Guest post from Brigette Shevy
There's nothing like homemade bread fresh from the oven! While I love baking and trying new recipes, this is my standard go-to recipe. It is healthy, super easy, and can be thrown together in less than five minutes if you use a bread machine.
I normally use all whole wheat flour (I grind my own using hard white spring wheat), but you can use any combination of white flour/ bread flour/whole wheat flour. I've even been known to throw in some other flours on occasion and make it multi-grain! The dough is extremely versatile and can be used for dinner bread, sandwich bread, rolls, and buns.
If you've never made bread before, this is a fabulous recipe to start with!
Recipe for Easy Whole Wheat Bread
Makes One Loaf or 10-12 rolls*
Bread Machine Instructions:
- 1 c. plus 1 T. warm water
- 1 T. coconut oil**
- 1 T. other oil (olive, canola, etc.)
- 2 T. honey
- 1 t. salt
- 3 c. whole wheat flour (or any combo of bread flour/whole wheat flour***)
- 1 scant T. instant active dry yeast
Put ingredients in bread machine in order listed (I have a Zojirushi model), or in the order recommended by your bread machine model. Run the dough cycle (my bread machine has two dough cycle options, and I use the shorter one – 45min. total). Proceed with baking instructions listed below.
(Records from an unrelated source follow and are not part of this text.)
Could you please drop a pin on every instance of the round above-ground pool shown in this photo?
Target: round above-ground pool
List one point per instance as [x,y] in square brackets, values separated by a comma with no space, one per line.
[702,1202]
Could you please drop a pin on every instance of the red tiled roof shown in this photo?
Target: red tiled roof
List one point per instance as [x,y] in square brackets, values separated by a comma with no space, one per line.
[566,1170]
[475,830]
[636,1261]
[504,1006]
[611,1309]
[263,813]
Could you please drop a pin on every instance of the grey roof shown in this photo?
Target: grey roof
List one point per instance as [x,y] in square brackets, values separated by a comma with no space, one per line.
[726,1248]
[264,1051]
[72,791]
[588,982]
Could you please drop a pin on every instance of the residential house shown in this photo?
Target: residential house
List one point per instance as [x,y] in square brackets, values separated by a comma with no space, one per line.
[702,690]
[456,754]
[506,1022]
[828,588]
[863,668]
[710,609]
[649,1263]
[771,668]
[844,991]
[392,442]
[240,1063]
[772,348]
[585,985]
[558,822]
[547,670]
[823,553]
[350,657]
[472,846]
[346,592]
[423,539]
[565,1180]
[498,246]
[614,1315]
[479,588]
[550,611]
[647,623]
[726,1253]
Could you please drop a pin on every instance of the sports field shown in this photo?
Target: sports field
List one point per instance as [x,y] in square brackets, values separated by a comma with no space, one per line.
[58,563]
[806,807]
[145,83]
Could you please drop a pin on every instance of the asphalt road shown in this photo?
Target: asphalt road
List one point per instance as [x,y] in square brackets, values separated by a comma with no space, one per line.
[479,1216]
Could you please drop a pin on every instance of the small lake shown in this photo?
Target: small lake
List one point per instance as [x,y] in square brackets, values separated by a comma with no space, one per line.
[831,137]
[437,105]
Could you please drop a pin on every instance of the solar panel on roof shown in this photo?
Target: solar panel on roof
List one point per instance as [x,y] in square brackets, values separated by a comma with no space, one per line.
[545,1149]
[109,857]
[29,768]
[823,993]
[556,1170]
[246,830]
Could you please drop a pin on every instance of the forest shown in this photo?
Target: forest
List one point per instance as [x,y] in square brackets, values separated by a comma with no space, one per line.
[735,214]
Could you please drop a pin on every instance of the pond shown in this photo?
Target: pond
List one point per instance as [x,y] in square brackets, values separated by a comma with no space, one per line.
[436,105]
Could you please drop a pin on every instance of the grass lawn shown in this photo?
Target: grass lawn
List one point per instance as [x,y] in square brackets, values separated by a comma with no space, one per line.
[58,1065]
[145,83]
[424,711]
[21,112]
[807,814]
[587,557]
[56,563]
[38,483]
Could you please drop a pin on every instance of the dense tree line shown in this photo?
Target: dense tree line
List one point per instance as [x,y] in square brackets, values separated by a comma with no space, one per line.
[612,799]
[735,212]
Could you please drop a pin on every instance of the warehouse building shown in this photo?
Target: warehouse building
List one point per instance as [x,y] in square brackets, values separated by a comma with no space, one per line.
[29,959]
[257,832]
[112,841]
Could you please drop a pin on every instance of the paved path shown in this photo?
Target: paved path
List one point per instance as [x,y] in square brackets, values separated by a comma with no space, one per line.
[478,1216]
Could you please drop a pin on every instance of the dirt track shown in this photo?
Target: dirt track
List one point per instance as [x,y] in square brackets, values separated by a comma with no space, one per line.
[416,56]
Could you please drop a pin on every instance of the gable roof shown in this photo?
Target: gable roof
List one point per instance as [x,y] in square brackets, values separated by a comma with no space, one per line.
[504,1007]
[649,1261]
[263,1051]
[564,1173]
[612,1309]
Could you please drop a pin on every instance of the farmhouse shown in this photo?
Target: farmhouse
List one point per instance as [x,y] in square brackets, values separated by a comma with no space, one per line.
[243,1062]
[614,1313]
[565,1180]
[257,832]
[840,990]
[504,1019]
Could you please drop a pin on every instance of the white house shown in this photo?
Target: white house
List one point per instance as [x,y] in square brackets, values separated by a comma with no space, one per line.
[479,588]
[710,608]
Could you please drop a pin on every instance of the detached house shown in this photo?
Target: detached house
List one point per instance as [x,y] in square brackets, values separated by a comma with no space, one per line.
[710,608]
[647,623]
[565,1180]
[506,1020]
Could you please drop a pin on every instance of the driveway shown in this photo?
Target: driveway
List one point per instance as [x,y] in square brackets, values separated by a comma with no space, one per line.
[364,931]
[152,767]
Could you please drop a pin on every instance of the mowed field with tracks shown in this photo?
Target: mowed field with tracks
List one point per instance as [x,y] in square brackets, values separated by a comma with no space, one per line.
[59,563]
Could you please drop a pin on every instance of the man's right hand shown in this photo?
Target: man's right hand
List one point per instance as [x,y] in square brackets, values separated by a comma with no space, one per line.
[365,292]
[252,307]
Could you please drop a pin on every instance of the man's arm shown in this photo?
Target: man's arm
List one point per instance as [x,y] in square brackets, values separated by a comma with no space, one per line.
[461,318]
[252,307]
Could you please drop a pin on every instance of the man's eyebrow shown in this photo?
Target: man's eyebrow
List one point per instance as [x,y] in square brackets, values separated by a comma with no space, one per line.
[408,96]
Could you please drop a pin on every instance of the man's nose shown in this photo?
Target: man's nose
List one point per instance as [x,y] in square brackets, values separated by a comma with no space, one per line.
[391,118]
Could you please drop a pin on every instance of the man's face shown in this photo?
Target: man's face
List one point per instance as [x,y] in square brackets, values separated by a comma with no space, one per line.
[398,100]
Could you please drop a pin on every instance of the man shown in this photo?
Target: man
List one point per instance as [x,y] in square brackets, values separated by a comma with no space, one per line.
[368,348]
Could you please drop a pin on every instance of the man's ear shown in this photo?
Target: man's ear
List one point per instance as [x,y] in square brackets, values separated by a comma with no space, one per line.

Traditional By-Hand Instructions:
- 3 c. whole wheat flour (or any combo of bread flour/whole wheat flour), divided
- 1 scant T. instant active dry yeast
- 1 t. salt
- 1 c. plus 1 T. very warm water
- 1 T. coconut oil*
- 1 T. other oil (olive, canola, etc.)
- 2 T. honey
In a large bowl, stir together 1 ½ c. flour, yeast and salt. In another bowl, mix water, oils and honey until coconut oil is melted. Add wet ingredients to dry and beat with a hand mixer for 1-2 minutes. Gradually stir in additional flour by hand until the dough forms a ball. Turn onto a floured surface and knead for 5-10 minutes, adding additional flour as necessary. Let rise in a greased bowl until double (approx. 45-60 minutes).
Either Method:
When dough is finished, shape and place in a greased loaf pan (8 ½ x 4 ½ inch size), OR shape into rolls or buns and place on a greased cookie sheet. Let rise in a warm place for 30-40 minutes.
Bake at 350 for 30 minutes for bread (cover bread with foil after 15 min. to prevent overbrowning), or 11-13 minutes for rolls. Cool on a wire rack and store in sealed bags.
*If you have a 2-lb bread machine, you can make a double batch of this dough. Just be sure to bake it in the oven (not the bread machine) as the instructions state.
**While another oil can be substituted for the coconut oil, I highly recommend that you don't! I have made this recipe hundreds of times over the years, and the coconut oil absolutely does make a difference (especially if you are using all whole wheat flour). It makes the bread soft and light. I used to use various dough conditioners (wheat gluten, citric acid, etc), but found I didn't need them anymore once I started using the coconut oil.
***Store-bought whole wheat flour tends to be denser and not rise as much as freshly ground wheat flour. If you are using store-bought, I would recommend doing one cup white or bread flour (or more) to two cups whole wheat for a better finished product. Another option is to add a couple of tablespoons of vital wheat gluten to the dough.